Using BNN to Implement an Image Classification Application
Deep learning models have a strong fitting capability, while Bayesian theory has a good explainable capability. MindSpore Deep Probability Programming combines deep learning and Bayesian learning. By setting the network weight to distribution, introducing hidden space distribution, etc., the distribution can be sampled forward propagation, which introduces uncertainty and enhances The robustness and interpretability of the model are improved.
This chapter will introduce in detail the application of Bayesian neural network in deep probabilistic programming on MindSpore. Before starting to practice, make sure that you have correctly installed MindSpore 0.7.0-beta and above.
This example is for the GPU or Ascend 910 AI processor platform. You can download the complete sample code from https://gitee.com/mindspore/mindspore/tree/r1.5/tests/st/probability/bnn_layers.
BNN only supports GRAPH mode now, please setcontext.set_context(mode=context.GRAPH_MODE)
in your code.
Using BNN
BNN is a basic model composed of probabilistic model and neural network. Its weight is not a definite value, but a distribution. The following example describes how to use the bnn_layers
module in MDP to implement a BNN, and then use the BNN to implement a simple image classification function. The overall process is as follows:
Process the MNIST dataset.
Define the Bayes LeNet.
Define the loss function and optimizer.
Load and train the dataset.
This example is for the GPU or Ascend 910 AI processor platform. You can download the complete sample code from https://gitee.com/mindspore/mindspore/tree/r1.5/tests/st/probability/bnn_layers.
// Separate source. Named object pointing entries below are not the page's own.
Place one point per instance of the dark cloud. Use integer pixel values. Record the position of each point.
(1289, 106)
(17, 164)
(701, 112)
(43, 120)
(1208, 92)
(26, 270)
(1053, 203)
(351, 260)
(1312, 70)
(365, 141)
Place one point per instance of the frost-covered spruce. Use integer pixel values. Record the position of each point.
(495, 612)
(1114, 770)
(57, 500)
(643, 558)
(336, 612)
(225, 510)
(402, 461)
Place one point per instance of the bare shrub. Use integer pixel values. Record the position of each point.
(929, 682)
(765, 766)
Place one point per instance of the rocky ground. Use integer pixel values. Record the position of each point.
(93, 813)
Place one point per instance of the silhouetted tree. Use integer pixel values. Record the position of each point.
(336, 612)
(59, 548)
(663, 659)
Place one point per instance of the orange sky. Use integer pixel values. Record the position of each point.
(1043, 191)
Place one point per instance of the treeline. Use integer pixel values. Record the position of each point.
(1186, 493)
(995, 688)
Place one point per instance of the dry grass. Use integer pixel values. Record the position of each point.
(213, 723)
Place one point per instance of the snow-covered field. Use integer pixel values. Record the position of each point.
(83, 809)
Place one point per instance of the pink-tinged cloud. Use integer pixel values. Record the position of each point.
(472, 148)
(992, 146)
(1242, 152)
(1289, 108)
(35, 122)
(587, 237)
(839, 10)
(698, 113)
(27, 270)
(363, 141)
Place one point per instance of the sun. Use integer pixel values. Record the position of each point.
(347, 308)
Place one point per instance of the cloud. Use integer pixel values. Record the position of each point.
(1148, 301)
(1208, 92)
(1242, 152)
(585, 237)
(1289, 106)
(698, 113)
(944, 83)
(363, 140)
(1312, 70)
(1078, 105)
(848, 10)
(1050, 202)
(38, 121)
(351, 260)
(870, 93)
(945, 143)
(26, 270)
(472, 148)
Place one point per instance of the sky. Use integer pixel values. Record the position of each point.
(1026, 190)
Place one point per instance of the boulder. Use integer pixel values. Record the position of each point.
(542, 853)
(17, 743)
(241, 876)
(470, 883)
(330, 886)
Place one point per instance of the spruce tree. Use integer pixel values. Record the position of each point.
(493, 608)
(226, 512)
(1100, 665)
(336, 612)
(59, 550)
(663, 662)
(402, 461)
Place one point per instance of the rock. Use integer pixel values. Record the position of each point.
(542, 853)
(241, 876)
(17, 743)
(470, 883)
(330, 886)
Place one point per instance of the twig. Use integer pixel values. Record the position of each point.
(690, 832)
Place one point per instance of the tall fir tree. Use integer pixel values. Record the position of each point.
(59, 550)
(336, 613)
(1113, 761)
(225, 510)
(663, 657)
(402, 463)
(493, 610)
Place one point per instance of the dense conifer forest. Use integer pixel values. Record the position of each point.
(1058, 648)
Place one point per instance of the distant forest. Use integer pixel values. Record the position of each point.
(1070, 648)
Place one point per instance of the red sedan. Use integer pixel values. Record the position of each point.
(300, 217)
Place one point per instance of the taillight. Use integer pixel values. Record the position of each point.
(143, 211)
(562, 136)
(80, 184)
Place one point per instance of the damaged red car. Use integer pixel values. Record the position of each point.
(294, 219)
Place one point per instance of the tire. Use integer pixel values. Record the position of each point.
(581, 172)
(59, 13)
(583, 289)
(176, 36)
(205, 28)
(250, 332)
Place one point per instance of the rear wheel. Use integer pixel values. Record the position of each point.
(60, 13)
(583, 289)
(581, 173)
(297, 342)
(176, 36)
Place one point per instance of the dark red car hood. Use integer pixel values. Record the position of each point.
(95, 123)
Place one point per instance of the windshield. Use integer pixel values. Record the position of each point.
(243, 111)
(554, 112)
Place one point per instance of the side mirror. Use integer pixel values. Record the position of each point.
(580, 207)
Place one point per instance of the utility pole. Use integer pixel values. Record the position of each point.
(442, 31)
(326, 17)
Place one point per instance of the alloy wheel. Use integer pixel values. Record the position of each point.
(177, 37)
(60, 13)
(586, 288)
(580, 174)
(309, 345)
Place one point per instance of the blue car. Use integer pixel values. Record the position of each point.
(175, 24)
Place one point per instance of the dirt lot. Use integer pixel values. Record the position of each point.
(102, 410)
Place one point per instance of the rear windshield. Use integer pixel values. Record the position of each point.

BNN only supports GRAPH mode now, please set
context.set_context(mode=context.GRAPH_MODE)
in your code.
Environment Preparation
Set the training mode to graph mode and the computing platform to GPU.
from mindspore import context
context.set_context(mode=context.GRAPH_MODE, save_graphs=False, device_target="GPU")
Data Preparation
Downloading the Dataset
Download the MNIST dataset and unzip it to the specified location, execute the following command:
mkdir -p ./datasets/MNIST_Data/train ./datasets/MNIST_Data/test
wget -NP ./datasets/MNIST_Data/train https://mindspore-website.obs.myhuaweicloud.com/notebook/datasets/mnist/train-labels-idx1-ubyte --no-check-certificate
wget -NP ./datasets/MNIST_Data/train https://mindspore-website.obs.myhuaweicloud.com/notebook/datasets/mnist/train-images-idx3-ubyte --no-check-certificate
wget -NP ./datasets/MNIST_Data/test https://mindspore-website.obs.myhuaweicloud.com/notebook/datasets/mnist/t10k-labels-idx1-ubyte --no-check-certificate
wget -NP ./datasets/MNIST_Data/test https://mindspore-website.obs.myhuaweicloud.com/notebook/datasets/mnist/t10k-images-idx3-ubyte --no-check-certificate
tree ./datasets/MNIST_Data
./datasets/MNIST_Data
├── test
│ ├── t10k-images-idx3-ubyte
│ └── t10k-labels-idx1-ubyte
└── train
├── train-images-idx3-ubyte
└── train-labels-idx1-ubyte
2 directories, 4 files
Defining the Dataset Enhancement Method
The original training dataset of the MNIST dataset is 60,000 single-channel digital images with (32,1 ,32,32)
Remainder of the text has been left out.